I'm now sufficiently intrigued with Amazon Echo and Google Home. But when it comes to an actual purchase, I'm still on the fence. What about you?
Maybe it’s just me. The idea of having “machines” constantly listening to me in the privacy of my living room, bedroom, kitchen or — God forbid — the bathroom? It freaks me out.
Introducing Nvidia Spot
When Nvidia’s CEO Jen-Hsun Huang introduced in his keynote at the Consumer Electronics Show something called “Nvidia Spot,” a small artificial intelligence microphone designed to “extend intelligent control throughout the house,” as he put it, I did a double-take. “Did he just say ‘Nvidia Spy?’ ”
At CES, we also learned that Alexa isn’t just for the Amazon Echo anymore.

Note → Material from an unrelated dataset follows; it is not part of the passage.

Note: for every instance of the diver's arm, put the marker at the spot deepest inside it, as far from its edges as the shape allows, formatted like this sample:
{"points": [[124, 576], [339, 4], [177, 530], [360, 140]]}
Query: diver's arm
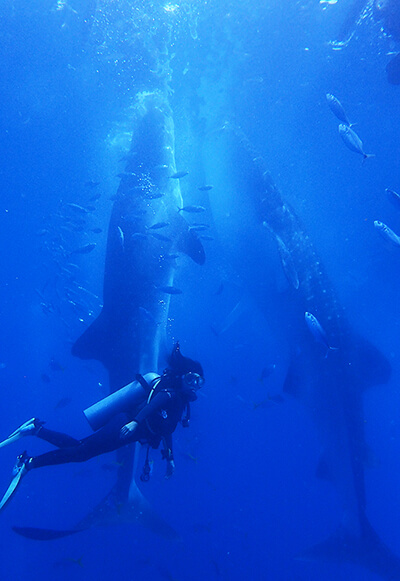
{"points": [[168, 455], [128, 430], [157, 402]]}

With the help of Alexa Voice Services, any developer can now add the Amazon virtual assistant to their device; Google's letting developers do the same with Google Assistant.
In short, even if I don't want a microphone eavesdropping on me, I may no longer have a choice.
Building blocks of Google's Conversation Action (Source: Google)
This is the new norm the industry was trumpeting at the Consumer Electronics Show.
Hardware suppliers, software designers and service providers are enamored with the power of AI. The next big thing is AI data centers fully equipped to collect, learn and analyze data, transforming all that eavesdropped data into “information.”
Who am I to judge?
As I reported from the show floor, we face a future in which convenience trumps privacy and the suspension of disbelief breeds insecurity. It struck me that practically everyone is willing to go along without much questioning the consequences.
Who am I to judge? The new generation of kids, as I learned recently, don’t memorize the multiplication tables in school. Why bother when you can just Google: “Hey Google, what’s 5 times 7?” If I were a 7-year-old today, I might consider Google Home my best friend.
I’ve been looking for actual data on how consumers perceive the emerging market of voice-enabled digital assistants like Amazon Echo and Google Home.
What I found is a survey result from Accenture, in a report called Dynamic Digital Consumers. Between October and November 2016, Accenture did a questionnaire survey with approximately 26,000 consumers in 26 countries.
The survey found that only 4 percent of respondents own a voice-enabled digital assistant. While that seems like a very small portion of the population, two-thirds (65 percent) of owners said they use the device regularly. Accenture interpreted this as “showing strong acceptance of this new technology.”
Actually, voice assistants on smartphones are also becoming popular, “as the AI technology powering these services has improved dramatically,” wrote Accenture. “Younger consumers are leading the adoption, with more than four in five (84 percent) of 14-to-17 year olds saying they either use this technology today or are interested in doing so.”
The survey also found that consumers are willing to embrace a wide array of potential AI-powered, personalized services, with a majority interested in personal health assistants (cited by 60 percent), smart trip assistants (59 percent) and entertainment advisors (51 percent).
The findings confirm a wide-open market for vendors to add a layer of voice-enabled AI features to every new device.
However, I’m puzzled. Why ask machines questions when we have family members, friends, teachers and colleagues to answer them?